Archaeological work was undertaken in 2014 for the Heysham to M6 Link project, now the Bay Gateway. It was a large-scale civil-engineering project mainly funded by the Department For Transport, which was monitored by the former Lancashire County Archaeological Service. Preliminary work comprised desk-based assessment and walkover surveys, and geophysical surveys to identify hitherto unidentified archaeological remains. Significant high levels of archaeological remains were found. Fieldwork was led by Oxford Archaeology North and excavations led to almost ten years of archaeological investigation.
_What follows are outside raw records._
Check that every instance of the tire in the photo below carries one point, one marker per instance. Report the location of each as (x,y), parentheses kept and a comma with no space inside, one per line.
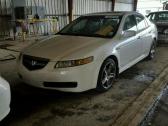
(152,51)
(107,75)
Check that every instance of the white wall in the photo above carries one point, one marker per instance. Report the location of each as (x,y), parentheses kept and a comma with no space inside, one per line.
(146,6)
(124,5)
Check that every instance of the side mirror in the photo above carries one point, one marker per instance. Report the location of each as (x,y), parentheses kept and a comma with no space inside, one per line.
(129,33)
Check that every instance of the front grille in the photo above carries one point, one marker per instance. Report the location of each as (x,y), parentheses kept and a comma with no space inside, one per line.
(60,84)
(34,63)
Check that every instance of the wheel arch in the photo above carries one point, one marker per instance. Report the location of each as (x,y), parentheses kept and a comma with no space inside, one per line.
(115,60)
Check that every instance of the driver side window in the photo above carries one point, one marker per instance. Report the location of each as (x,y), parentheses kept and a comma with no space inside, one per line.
(130,24)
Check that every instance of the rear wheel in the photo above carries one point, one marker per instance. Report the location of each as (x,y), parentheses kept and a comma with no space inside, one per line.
(152,51)
(107,75)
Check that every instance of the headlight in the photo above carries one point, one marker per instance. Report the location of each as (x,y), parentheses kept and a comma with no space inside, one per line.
(166,31)
(72,63)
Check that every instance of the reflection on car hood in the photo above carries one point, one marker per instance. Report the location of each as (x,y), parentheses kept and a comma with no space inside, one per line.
(61,46)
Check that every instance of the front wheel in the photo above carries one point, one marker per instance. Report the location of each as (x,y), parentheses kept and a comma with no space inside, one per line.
(107,75)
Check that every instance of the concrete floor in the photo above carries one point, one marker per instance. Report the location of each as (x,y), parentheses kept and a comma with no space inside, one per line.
(36,107)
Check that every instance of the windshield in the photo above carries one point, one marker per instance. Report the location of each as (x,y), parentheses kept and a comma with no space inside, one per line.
(156,17)
(93,26)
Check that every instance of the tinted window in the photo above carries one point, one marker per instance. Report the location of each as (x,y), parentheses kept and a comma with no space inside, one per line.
(130,23)
(141,23)
(93,26)
(161,16)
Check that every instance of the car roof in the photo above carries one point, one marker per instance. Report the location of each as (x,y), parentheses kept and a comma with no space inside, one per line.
(112,13)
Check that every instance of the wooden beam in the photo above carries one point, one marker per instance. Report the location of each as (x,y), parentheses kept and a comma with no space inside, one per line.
(113,4)
(135,5)
(70,10)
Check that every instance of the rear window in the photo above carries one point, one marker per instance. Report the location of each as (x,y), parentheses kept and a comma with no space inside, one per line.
(156,17)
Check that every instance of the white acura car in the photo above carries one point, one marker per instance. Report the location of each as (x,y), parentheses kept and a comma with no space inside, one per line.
(5,98)
(89,52)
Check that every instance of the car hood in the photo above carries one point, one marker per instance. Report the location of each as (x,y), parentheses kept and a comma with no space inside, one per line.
(162,23)
(61,46)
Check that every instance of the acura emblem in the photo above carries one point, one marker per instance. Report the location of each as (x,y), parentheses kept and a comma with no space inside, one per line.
(33,63)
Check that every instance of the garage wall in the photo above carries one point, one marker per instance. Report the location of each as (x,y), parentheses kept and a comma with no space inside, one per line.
(82,7)
(52,8)
(5,17)
(147,6)
(124,5)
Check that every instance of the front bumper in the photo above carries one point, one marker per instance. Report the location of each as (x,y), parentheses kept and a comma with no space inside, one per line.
(72,79)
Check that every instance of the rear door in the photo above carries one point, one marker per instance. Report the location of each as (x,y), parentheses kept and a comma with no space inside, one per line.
(144,32)
(131,47)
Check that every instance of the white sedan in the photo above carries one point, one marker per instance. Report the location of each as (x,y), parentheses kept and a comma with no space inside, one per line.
(5,97)
(89,52)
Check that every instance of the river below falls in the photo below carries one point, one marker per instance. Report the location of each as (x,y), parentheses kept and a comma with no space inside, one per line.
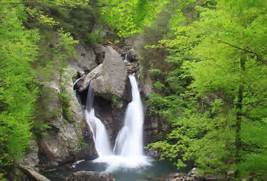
(157,170)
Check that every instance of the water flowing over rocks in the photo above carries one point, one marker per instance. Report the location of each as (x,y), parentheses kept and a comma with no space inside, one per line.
(90,176)
(32,174)
(62,104)
(109,78)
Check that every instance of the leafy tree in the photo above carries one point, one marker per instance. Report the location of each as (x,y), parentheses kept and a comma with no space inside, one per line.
(18,49)
(226,63)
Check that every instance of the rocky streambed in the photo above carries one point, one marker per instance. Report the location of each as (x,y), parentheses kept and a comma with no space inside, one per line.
(62,102)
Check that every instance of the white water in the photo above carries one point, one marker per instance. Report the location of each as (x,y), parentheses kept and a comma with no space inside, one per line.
(128,148)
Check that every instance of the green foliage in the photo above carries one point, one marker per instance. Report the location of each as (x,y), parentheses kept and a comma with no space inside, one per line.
(74,16)
(18,88)
(206,43)
(65,103)
(130,17)
(94,37)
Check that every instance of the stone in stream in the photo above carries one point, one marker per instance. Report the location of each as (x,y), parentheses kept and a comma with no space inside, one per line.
(90,176)
(109,78)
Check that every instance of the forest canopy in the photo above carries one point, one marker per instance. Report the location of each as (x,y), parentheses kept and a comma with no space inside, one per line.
(210,85)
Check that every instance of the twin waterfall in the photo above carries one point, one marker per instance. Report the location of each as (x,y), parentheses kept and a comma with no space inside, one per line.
(128,148)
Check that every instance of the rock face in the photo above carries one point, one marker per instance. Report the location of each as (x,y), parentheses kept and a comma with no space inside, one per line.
(86,58)
(32,174)
(68,137)
(89,175)
(31,159)
(109,78)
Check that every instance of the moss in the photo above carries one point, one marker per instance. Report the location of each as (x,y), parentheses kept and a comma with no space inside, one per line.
(65,103)
(47,110)
(116,101)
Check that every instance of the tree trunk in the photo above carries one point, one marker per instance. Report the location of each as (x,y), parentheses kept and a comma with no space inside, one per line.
(239,107)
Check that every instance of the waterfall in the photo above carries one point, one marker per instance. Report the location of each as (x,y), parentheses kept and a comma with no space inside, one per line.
(128,148)
(129,141)
(98,129)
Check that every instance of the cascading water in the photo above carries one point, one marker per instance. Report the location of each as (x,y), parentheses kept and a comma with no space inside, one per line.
(129,141)
(128,149)
(98,129)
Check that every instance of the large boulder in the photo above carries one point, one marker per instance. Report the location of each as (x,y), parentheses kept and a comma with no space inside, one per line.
(31,158)
(68,137)
(31,174)
(89,175)
(85,58)
(109,78)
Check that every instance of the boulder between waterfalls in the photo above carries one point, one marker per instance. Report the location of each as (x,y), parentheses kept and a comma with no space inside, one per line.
(108,78)
(64,140)
(32,174)
(89,175)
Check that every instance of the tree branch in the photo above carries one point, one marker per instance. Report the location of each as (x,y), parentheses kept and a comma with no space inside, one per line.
(259,57)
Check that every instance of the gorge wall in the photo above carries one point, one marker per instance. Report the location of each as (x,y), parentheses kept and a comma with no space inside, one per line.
(68,137)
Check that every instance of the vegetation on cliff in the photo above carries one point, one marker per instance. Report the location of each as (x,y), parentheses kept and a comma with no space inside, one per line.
(209,75)
(211,85)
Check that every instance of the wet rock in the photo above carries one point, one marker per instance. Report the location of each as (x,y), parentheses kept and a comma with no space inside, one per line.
(100,52)
(83,83)
(108,78)
(131,55)
(89,175)
(64,140)
(32,174)
(86,58)
(31,158)
(131,67)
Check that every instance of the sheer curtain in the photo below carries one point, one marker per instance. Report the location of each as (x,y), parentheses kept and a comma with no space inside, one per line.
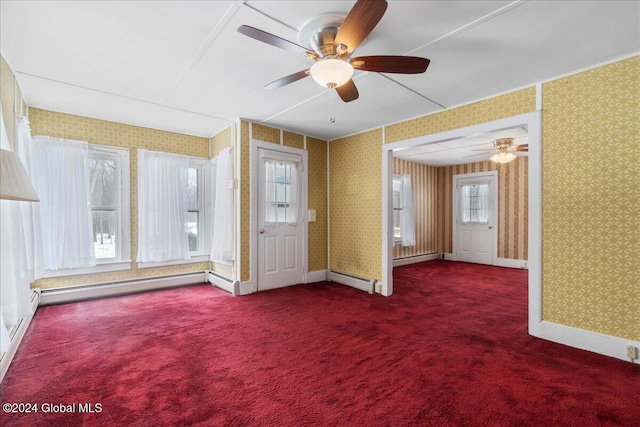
(31,218)
(162,207)
(222,233)
(14,278)
(62,182)
(408,227)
The earliest activity was radiocarbon dated to the mid-fifth millennium cal BC, towards the end of the Mesolithic period. Five different areas of prehistoric activity occurred on the route, dating from the Neolithic period through to the Bronze Age, represented by a group of pits and post holes, organic material was radiocarbon dated to the mid-fourth millennium BC.

Medieval occupation may have commenced as early as the mid-eleventh century in the valley of the Howgill Brook in the area of Beaumont. On the west side of the brook, evidence of three phases of building were identified. Documentary evidence places the site at the heart of Beaumont Grange, one of many holdings of Furness Abbey across northern England.